Bigger corporations such as Target can invest more of other types of resources to the program as well, devoting, for instance, an entire corporate position to coordinating and conducting refrigeration-efficiency activities. They also have the extra cash to spend on sophisticated data-management systems.
“Sophisticated management systems pay off in that you want to be sure that you’re in compliance with all the regulations, because one fine can offset the cost of those entire systems,” Witmer said.
To help level the playing field, Witner said EPA holds monthly roundtable discussions limited to GreenChill partners on topics that many companies are facing in trying to reduce their emissions.
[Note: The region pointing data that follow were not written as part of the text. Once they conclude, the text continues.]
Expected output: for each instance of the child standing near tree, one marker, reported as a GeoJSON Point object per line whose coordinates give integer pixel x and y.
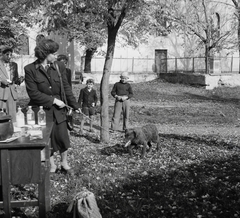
{"type": "Point", "coordinates": [88, 101]}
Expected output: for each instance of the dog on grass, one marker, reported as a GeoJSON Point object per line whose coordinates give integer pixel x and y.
{"type": "Point", "coordinates": [142, 136]}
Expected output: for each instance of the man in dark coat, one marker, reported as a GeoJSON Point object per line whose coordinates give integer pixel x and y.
{"type": "Point", "coordinates": [43, 85]}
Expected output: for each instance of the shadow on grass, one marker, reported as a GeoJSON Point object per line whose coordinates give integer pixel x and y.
{"type": "Point", "coordinates": [209, 141]}
{"type": "Point", "coordinates": [216, 98]}
{"type": "Point", "coordinates": [117, 149]}
{"type": "Point", "coordinates": [210, 189]}
{"type": "Point", "coordinates": [92, 137]}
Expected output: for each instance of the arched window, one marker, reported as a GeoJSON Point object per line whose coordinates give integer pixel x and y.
{"type": "Point", "coordinates": [24, 44]}
{"type": "Point", "coordinates": [39, 38]}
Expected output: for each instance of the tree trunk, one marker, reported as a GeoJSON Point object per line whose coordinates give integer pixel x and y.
{"type": "Point", "coordinates": [104, 86]}
{"type": "Point", "coordinates": [238, 8]}
{"type": "Point", "coordinates": [88, 59]}
{"type": "Point", "coordinates": [207, 58]}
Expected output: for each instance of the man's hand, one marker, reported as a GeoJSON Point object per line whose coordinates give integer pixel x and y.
{"type": "Point", "coordinates": [124, 98]}
{"type": "Point", "coordinates": [59, 103]}
{"type": "Point", "coordinates": [5, 82]}
{"type": "Point", "coordinates": [78, 110]}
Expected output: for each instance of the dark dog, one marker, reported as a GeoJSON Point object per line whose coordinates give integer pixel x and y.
{"type": "Point", "coordinates": [142, 136]}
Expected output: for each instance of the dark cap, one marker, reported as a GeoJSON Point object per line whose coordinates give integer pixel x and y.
{"type": "Point", "coordinates": [5, 49]}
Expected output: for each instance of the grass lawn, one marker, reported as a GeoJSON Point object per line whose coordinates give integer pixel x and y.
{"type": "Point", "coordinates": [196, 172]}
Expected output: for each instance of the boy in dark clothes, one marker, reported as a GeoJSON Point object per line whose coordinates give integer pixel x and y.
{"type": "Point", "coordinates": [88, 100]}
{"type": "Point", "coordinates": [122, 92]}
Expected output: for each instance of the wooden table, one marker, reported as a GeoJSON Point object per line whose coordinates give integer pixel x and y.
{"type": "Point", "coordinates": [20, 163]}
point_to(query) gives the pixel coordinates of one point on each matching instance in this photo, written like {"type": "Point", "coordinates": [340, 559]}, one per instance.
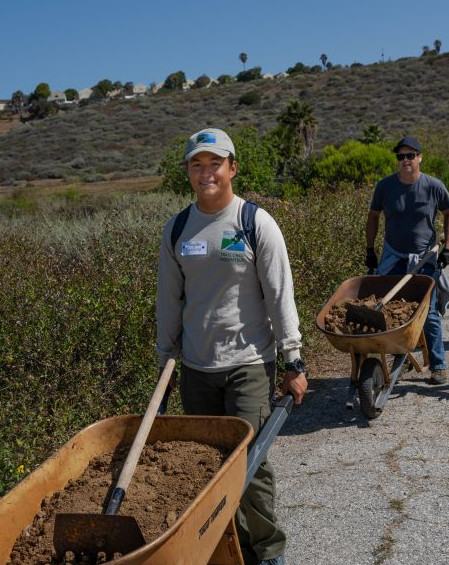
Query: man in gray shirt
{"type": "Point", "coordinates": [227, 311]}
{"type": "Point", "coordinates": [410, 201]}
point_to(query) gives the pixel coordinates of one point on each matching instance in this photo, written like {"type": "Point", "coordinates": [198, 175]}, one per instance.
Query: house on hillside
{"type": "Point", "coordinates": [114, 93]}
{"type": "Point", "coordinates": [140, 89]}
{"type": "Point", "coordinates": [84, 94]}
{"type": "Point", "coordinates": [281, 75]}
{"type": "Point", "coordinates": [155, 87]}
{"type": "Point", "coordinates": [58, 97]}
{"type": "Point", "coordinates": [188, 84]}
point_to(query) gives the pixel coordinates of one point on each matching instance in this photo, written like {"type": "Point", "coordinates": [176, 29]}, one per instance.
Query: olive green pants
{"type": "Point", "coordinates": [244, 392]}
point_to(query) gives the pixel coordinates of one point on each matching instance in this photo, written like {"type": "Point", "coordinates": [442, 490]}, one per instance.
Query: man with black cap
{"type": "Point", "coordinates": [226, 307]}
{"type": "Point", "coordinates": [409, 200]}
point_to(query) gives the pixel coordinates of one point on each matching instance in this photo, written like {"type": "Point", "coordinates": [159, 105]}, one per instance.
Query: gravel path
{"type": "Point", "coordinates": [354, 491]}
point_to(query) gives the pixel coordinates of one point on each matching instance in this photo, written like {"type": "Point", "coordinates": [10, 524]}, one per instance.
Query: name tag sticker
{"type": "Point", "coordinates": [193, 248]}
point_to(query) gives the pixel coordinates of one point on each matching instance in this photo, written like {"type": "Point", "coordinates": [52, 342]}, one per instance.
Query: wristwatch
{"type": "Point", "coordinates": [297, 365]}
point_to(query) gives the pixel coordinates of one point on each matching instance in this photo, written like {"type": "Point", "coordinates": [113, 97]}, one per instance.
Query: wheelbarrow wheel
{"type": "Point", "coordinates": [370, 385]}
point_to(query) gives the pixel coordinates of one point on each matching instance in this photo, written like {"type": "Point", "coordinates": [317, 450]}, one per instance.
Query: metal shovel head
{"type": "Point", "coordinates": [91, 534]}
{"type": "Point", "coordinates": [363, 316]}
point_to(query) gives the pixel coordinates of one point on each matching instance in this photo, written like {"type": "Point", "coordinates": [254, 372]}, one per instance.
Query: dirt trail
{"type": "Point", "coordinates": [359, 492]}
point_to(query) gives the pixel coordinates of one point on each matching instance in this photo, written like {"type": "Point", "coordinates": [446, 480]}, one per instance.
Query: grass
{"type": "Point", "coordinates": [98, 141]}
{"type": "Point", "coordinates": [77, 304]}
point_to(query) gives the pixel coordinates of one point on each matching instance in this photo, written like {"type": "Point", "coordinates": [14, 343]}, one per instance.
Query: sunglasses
{"type": "Point", "coordinates": [408, 156]}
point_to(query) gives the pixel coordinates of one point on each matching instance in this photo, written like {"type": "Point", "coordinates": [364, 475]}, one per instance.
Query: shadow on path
{"type": "Point", "coordinates": [324, 406]}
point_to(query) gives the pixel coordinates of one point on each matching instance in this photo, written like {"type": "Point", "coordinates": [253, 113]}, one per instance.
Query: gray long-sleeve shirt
{"type": "Point", "coordinates": [217, 306]}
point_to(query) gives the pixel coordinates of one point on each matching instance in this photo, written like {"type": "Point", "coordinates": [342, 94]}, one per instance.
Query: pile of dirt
{"type": "Point", "coordinates": [396, 312]}
{"type": "Point", "coordinates": [168, 477]}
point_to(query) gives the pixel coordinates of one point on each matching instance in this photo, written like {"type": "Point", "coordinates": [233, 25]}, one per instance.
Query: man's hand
{"type": "Point", "coordinates": [443, 258]}
{"type": "Point", "coordinates": [371, 259]}
{"type": "Point", "coordinates": [172, 383]}
{"type": "Point", "coordinates": [296, 383]}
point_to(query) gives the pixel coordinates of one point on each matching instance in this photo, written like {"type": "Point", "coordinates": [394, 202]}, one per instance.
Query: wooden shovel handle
{"type": "Point", "coordinates": [145, 426]}
{"type": "Point", "coordinates": [408, 276]}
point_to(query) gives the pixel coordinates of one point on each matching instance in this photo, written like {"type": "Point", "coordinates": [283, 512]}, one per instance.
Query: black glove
{"type": "Point", "coordinates": [371, 259]}
{"type": "Point", "coordinates": [443, 258]}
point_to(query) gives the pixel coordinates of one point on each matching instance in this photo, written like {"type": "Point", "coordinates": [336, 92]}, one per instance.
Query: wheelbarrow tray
{"type": "Point", "coordinates": [191, 540]}
{"type": "Point", "coordinates": [400, 340]}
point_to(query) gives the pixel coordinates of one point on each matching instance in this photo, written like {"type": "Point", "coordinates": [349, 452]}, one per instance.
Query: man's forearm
{"type": "Point", "coordinates": [372, 228]}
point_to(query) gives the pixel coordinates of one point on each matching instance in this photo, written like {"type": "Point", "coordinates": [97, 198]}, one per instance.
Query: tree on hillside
{"type": "Point", "coordinates": [128, 88]}
{"type": "Point", "coordinates": [71, 94]}
{"type": "Point", "coordinates": [251, 74]}
{"type": "Point", "coordinates": [323, 59]}
{"type": "Point", "coordinates": [41, 92]}
{"type": "Point", "coordinates": [298, 126]}
{"type": "Point", "coordinates": [225, 79]}
{"type": "Point", "coordinates": [175, 81]}
{"type": "Point", "coordinates": [298, 69]}
{"type": "Point", "coordinates": [17, 101]}
{"type": "Point", "coordinates": [202, 81]}
{"type": "Point", "coordinates": [372, 134]}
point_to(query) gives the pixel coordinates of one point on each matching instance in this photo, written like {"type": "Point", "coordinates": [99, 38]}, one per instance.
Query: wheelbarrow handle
{"type": "Point", "coordinates": [409, 275]}
{"type": "Point", "coordinates": [266, 436]}
{"type": "Point", "coordinates": [140, 439]}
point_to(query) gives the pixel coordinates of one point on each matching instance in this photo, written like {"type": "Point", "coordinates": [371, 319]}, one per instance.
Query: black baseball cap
{"type": "Point", "coordinates": [408, 142]}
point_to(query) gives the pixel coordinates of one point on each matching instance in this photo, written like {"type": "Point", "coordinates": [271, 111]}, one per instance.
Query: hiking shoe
{"type": "Point", "coordinates": [438, 377]}
{"type": "Point", "coordinates": [279, 560]}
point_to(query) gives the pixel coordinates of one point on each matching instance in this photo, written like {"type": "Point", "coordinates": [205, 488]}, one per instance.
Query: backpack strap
{"type": "Point", "coordinates": [249, 210]}
{"type": "Point", "coordinates": [179, 224]}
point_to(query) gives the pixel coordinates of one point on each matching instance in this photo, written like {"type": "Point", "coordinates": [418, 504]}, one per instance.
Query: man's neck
{"type": "Point", "coordinates": [409, 178]}
{"type": "Point", "coordinates": [213, 206]}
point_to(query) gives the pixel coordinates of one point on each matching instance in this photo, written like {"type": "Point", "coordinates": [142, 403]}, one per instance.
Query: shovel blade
{"type": "Point", "coordinates": [373, 319]}
{"type": "Point", "coordinates": [91, 534]}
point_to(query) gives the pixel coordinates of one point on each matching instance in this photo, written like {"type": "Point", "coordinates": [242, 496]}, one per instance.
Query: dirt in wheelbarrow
{"type": "Point", "coordinates": [396, 312]}
{"type": "Point", "coordinates": [169, 476]}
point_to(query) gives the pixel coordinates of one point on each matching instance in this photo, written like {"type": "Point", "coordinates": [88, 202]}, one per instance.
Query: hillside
{"type": "Point", "coordinates": [128, 138]}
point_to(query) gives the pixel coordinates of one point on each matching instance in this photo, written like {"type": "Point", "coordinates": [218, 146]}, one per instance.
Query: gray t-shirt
{"type": "Point", "coordinates": [410, 211]}
{"type": "Point", "coordinates": [216, 305]}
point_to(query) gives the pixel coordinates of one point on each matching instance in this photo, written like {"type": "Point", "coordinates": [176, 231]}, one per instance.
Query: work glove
{"type": "Point", "coordinates": [371, 259]}
{"type": "Point", "coordinates": [443, 258]}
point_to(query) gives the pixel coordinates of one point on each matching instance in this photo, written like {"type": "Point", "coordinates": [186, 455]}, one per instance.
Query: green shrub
{"type": "Point", "coordinates": [250, 97]}
{"type": "Point", "coordinates": [354, 162]}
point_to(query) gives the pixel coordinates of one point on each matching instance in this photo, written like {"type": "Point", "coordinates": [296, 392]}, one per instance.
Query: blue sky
{"type": "Point", "coordinates": [76, 43]}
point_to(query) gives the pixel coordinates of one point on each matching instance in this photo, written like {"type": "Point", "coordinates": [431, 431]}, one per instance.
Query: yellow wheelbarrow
{"type": "Point", "coordinates": [205, 533]}
{"type": "Point", "coordinates": [373, 373]}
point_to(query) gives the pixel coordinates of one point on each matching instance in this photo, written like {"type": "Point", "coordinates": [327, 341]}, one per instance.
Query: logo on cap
{"type": "Point", "coordinates": [206, 137]}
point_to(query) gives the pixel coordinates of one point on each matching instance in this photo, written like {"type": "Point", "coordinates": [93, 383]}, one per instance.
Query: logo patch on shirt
{"type": "Point", "coordinates": [232, 241]}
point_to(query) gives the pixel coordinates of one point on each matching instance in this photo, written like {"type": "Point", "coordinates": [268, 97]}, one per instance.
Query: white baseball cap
{"type": "Point", "coordinates": [212, 140]}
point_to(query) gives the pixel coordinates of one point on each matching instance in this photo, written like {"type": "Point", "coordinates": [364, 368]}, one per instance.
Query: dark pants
{"type": "Point", "coordinates": [244, 392]}
{"type": "Point", "coordinates": [433, 329]}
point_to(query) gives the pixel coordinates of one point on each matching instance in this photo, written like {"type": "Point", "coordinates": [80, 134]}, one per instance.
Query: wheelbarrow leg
{"type": "Point", "coordinates": [394, 374]}
{"type": "Point", "coordinates": [356, 362]}
{"type": "Point", "coordinates": [228, 550]}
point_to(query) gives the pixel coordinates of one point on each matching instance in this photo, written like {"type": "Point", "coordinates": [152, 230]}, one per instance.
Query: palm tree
{"type": "Point", "coordinates": [300, 125]}
{"type": "Point", "coordinates": [243, 58]}
{"type": "Point", "coordinates": [372, 134]}
{"type": "Point", "coordinates": [323, 59]}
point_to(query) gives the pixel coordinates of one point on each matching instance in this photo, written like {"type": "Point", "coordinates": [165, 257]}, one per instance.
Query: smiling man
{"type": "Point", "coordinates": [410, 200]}
{"type": "Point", "coordinates": [225, 305]}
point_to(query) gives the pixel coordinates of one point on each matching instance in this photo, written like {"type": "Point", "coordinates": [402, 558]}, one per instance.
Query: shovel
{"type": "Point", "coordinates": [90, 534]}
{"type": "Point", "coordinates": [374, 318]}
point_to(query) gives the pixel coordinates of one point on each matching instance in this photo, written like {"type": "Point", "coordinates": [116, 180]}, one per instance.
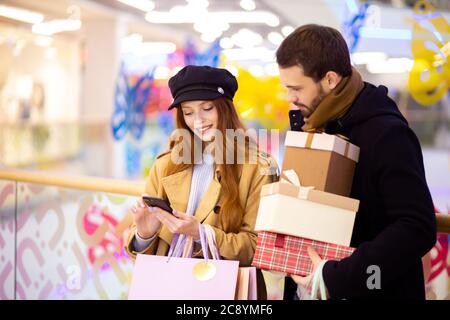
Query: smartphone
{"type": "Point", "coordinates": [157, 202]}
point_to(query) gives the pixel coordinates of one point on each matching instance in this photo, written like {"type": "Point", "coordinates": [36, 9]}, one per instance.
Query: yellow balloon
{"type": "Point", "coordinates": [262, 100]}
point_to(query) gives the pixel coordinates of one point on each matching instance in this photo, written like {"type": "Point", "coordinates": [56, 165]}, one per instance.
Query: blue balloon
{"type": "Point", "coordinates": [129, 105]}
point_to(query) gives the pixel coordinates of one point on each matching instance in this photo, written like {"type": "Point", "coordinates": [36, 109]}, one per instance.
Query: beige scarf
{"type": "Point", "coordinates": [336, 103]}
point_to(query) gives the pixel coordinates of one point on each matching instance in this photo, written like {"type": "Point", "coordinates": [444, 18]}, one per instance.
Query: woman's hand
{"type": "Point", "coordinates": [179, 222]}
{"type": "Point", "coordinates": [145, 219]}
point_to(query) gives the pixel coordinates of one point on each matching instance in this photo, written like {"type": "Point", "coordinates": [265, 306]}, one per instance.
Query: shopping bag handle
{"type": "Point", "coordinates": [181, 245]}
This allows refrigeration engineers from bigger companies to share their experiences with different techniques and processes with engineers from smaller companies. Witman said the discussions have been a hit.
“I get phone calls after the roundtable discussions that say, ‘Just that one-hour-long session made it worth it to join the partnership,” she said. “Why not let the big guys go out there and test all that technology and then benefit from the fact that they’ve done all of that testing and have come to conclusions about what’s the best?”